The alumni community was also included in an effort to develop an alumni advisory council for sustainability, which consisted of nine alumni who played a key role in shaping the plan.
Lastly, numerous meetings took place in order to discuss and determine the six focus areas of the plan.
However, this process did not ensue without obstacles.
“The pandemic made this process a bit more challenging,” Targett Gross said. “Some of the goal-setting meetings and buy-in meetings had to be done via Zoom … we weren’t quite through that part of the process yet when the pandemic hit. It sometimes made brainstorming much more difficult without a white board or other physical resources available … but, we were able to adapt.”
In fact, as a result of COVID-19, a number of goals had to be accelerated, while others had to be relaxed, Targett Gross said.
“Goals like developing a telework policy that will reduce commuting emissions were bumped up in time … and then some goals were bumped back a year or two because we need to be able to have a representative sample,” Targett Gross said. “However, it all worked out because it’s a 10 year plan — it won’t impact the longer term goals, so it all balanced out.”
Since the 2030 Sustainability Strategic Plan was announced, some students have expressed support for Lehigh’s commitment to sustainability. Lehigh was most recently ranked as a “silver” institution by the Sustainability Tracking, Assessment and Rating System. The rating system scores universities on a number of areas related to sustainability, with platinum being the highest ranked and bronze being the lowest.

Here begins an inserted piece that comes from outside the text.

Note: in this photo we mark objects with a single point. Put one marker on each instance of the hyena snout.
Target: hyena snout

“Many of my personal hopes for a greener campus have been recognized according to this plan, which makes me strongly support it,” said Maddie Malone, ‘22. “By enacting the goals listed, Lehigh could quite potentially become a leading campus in sustainability, a community that I would be proud to be a part of.”
Establishing a set of metrics and indicators for each of the goals, the Office of Sustainability will be able to better determine whether they are on track to meet each goal.

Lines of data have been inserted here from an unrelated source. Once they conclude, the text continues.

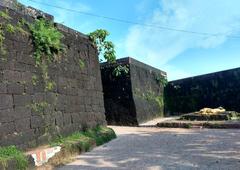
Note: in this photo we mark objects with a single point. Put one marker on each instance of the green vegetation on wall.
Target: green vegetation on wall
(12, 153)
(6, 26)
(106, 48)
(48, 47)
(150, 96)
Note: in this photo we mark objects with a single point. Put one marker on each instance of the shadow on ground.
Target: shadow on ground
(151, 148)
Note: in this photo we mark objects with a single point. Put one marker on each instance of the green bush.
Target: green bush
(87, 138)
(12, 153)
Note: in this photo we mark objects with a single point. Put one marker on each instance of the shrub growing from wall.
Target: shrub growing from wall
(38, 103)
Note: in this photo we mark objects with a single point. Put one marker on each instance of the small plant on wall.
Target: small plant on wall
(161, 80)
(6, 26)
(107, 49)
(48, 47)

While updates will be released online, annual progress reports will additionally be issued by the Office of Sustainability in October during Campus Sustainability Month.

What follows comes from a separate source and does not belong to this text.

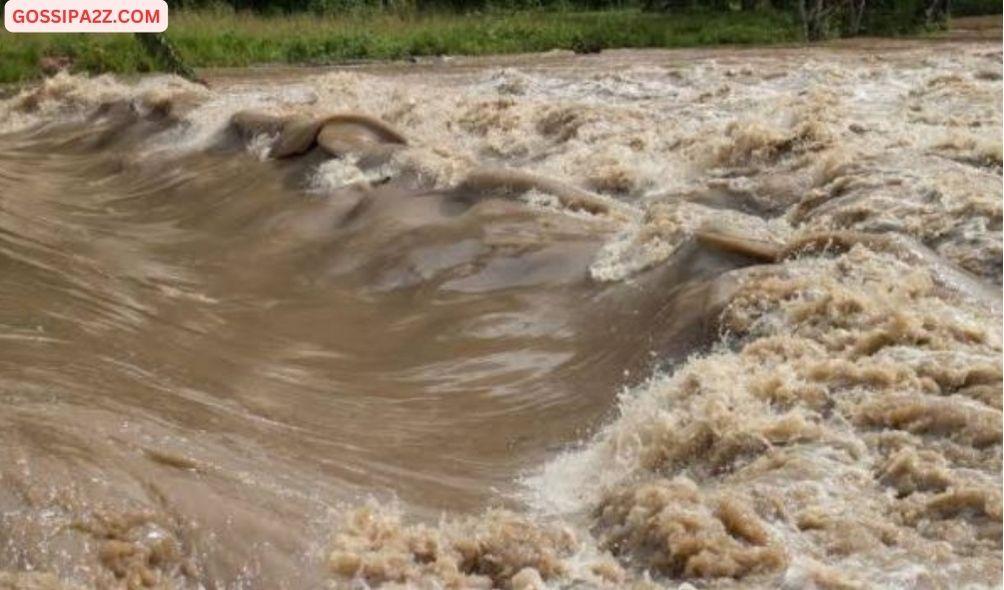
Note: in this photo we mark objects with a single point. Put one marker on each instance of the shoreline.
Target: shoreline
(222, 42)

Lehigh students already expect to see the 2030 Sustainability Strategic Plan result in a number of advances.
“Lehigh’s campus will see a lot of positive change from this plan,” said Ted Renz, ‘22. “Expanding upon Lehigh’s focus on experiential learning through opportunities like research is only one example of the good things coming.”
However, Pooley said, the success of the plan is up to the entirety of the Lehigh campus community.
“It has the power to be a really important document and something that creates a lot of opportunities on campus and makes a lot of positive change,” Pooley said. “It is as important to the Lehigh community as the Lehigh community wants to make it.”